Nous arrivâmes enfin au chemin de halage, ce qui nous revigora, car jusque-là nous n’étions guère plus sûrs d’avoir marché en direction du fleuve que dans le sens opposé, et quand on est fatigué, qu’on désire se coucher, pareille incertitude tracasse. Nous dépassâmes Shiplake comme minuit moins le quart sonnait et George me dit pensivement : « Saurais-tu par hasard laquelle des îles c’était ?

– Non, répondis-je, soudain pensif à mon tour. Combien y en a-t-il ?

– Seulement quatre. Tout ira bien… S’il ne s’est pas endormi.

– Sinon ? » demandai-je ; mais nous écartâmes cette sinistre hypothèse.

Parvenus à hauteur de la première île, nous appelâmes. Il n’y eut pas de réponse. Nous allâmes à la seconde, criâmes à pleins poumons, sans plus de succès.

« Ah ! je me rappelle, à présent, dit George. C’est la troisième. »
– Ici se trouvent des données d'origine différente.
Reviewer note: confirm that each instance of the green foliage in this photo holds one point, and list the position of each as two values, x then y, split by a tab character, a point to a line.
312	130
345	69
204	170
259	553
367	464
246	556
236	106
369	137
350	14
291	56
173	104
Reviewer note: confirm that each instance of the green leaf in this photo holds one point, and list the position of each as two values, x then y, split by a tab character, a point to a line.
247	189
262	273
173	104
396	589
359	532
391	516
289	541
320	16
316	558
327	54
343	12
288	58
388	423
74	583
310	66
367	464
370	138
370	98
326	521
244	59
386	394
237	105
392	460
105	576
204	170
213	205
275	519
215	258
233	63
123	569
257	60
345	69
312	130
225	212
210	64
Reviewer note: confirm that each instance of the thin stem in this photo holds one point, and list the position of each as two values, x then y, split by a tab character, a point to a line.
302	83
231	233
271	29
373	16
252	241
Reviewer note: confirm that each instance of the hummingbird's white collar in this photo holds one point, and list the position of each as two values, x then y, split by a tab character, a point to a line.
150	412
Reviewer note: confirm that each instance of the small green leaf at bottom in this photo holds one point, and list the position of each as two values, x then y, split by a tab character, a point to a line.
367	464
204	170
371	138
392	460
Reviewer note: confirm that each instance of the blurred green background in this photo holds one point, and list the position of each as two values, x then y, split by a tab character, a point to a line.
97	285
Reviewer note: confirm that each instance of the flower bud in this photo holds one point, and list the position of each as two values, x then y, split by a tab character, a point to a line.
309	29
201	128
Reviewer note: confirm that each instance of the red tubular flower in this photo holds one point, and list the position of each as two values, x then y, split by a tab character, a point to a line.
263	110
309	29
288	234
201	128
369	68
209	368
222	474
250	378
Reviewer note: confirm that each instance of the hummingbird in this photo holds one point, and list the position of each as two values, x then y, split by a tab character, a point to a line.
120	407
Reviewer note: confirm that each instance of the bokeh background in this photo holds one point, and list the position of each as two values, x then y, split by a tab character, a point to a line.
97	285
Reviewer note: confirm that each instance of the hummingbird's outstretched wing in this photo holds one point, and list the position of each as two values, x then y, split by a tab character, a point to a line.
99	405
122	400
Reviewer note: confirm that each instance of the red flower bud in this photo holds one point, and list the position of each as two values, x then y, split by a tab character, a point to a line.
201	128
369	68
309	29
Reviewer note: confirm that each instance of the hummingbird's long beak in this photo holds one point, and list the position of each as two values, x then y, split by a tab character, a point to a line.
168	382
Nous courûmes remplis d’espoir à la troisième.

Même résultat !

La situation devenait sérieuse. Il était minuit passé. Les hôtels de Shiplake et de Henley devaient être complets, et nous ne pouvions pas aller réveiller les riverains pour leur demander s’ils louaient des chambres ! George proposa de retourner à Henley et d’agresser un agent de police afin d’obtenir un logement au poste. Mais nous partagions la même crainte : « S’il se contente de se défendre et refuse de nous enfermer ?… »

Nous ne tenions pas du tout à passer la nuit à nous battre avec les policiers. Par ailleurs, nous ne voulions pas non plus trop en faire et récolter six mois de prison.
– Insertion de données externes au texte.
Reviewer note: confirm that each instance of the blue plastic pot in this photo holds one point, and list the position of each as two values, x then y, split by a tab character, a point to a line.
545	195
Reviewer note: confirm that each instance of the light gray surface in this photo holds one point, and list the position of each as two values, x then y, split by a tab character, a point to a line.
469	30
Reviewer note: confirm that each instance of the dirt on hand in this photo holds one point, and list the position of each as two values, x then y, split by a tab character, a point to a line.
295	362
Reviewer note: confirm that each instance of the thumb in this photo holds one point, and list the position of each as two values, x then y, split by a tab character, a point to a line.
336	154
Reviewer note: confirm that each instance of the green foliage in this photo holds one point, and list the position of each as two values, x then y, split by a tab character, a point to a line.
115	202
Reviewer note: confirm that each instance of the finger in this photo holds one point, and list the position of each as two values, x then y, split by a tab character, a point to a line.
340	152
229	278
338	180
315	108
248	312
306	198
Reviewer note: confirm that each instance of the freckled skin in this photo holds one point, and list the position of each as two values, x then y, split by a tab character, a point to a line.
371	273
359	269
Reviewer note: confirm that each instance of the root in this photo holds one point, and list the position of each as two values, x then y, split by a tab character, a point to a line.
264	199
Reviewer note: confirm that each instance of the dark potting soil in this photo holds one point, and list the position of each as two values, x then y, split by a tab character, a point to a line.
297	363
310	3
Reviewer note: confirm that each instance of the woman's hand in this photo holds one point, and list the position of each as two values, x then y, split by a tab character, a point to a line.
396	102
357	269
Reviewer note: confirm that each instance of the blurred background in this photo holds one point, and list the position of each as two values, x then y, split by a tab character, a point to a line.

Nous risquâmes une dernière tentative, désespérée, en direction de ce qui nous semblait dans l’obscurité être la quatrième île, mais tout aussi vainement. La pluie tombait dru à présent, noyant tout espoir d’accalmie. Nous étions trempés comme soupe, glacés et malheureux. Nous commencions à nous demander s’il n’y avait pas par hasard plus de quatre îles, voire : si nous étions bien près des îles en question et non en quelque endroit tout autre du fleuve… Tout paraissait si étrange et différent dans l’obscurité ! Nous comprenions mieux, brusquement, les souffrances du Petit Poucet égaré dans les bois.

Nous venions tout juste d’abandonner tout espoir – oui, je sais, c’est toujours à ce moment-là que les choses arrivent dans les romans et les contes – mais je n’y peux rien : j’ai pris la décision en écrivant ce livre d’être absolument véridique en tout, et je le resterai, dussé-je pour cela verser dans les lieux communs.
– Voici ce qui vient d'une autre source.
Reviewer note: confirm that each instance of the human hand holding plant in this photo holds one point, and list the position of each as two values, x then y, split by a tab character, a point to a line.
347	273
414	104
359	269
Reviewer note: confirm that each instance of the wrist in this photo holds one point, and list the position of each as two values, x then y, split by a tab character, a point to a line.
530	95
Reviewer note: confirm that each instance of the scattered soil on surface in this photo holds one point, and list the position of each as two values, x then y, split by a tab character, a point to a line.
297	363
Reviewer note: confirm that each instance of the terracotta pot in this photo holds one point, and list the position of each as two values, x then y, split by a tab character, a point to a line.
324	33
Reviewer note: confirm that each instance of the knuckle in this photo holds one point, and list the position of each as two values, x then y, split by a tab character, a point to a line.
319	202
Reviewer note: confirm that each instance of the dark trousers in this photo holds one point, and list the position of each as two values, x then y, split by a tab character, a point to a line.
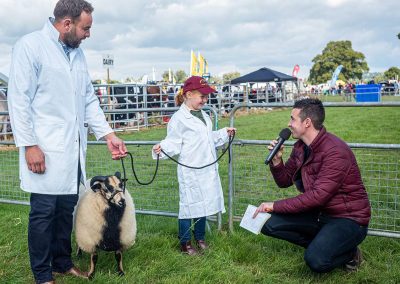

Nous venions tout juste d’abandonner tout espoir, je le répète, lorsque soudain je vis, un peu en aval, une étrange lueur clignoter parmi les arbres de l’autre rive. Une seconde, je crus à des fantômes, tant cette lumière était pâle et mystérieuse. Mais presque aussitôt je compris que c’était notre canot, et je poussai un cri à faire sursauter la nuit elle-même dans son lit.

Nous restâmes en arrêt une minute, le souffle suspendu, et alors – ô divine musique des ténèbres – l’aboiement de Montmorency nous répondit. Nous lançâmes de nouveaux appels capables de réveiller les Sept Dormeurs (je n’ai jamais compris pourquoi il fallait faire plus de bruit pour réveiller sept dormeurs qu’un seul), puis, après ce qui nous parut une heure, mais qui, je suppose, ne prit pas cinq minutes, nous vîmes le canot éclairé trouer lentement l’obscurité, et entendîmes la voix endormie de Harris qui nous demandait où nous étions exactement.

La voix de Harris avait quelque chose de singulier. Elle trahissait davantage qu’une fatigue banale. Il aborda contre un point de la berge d’où il nous était absolument impossible de monter dans le canot, et se rendormit aussitôt.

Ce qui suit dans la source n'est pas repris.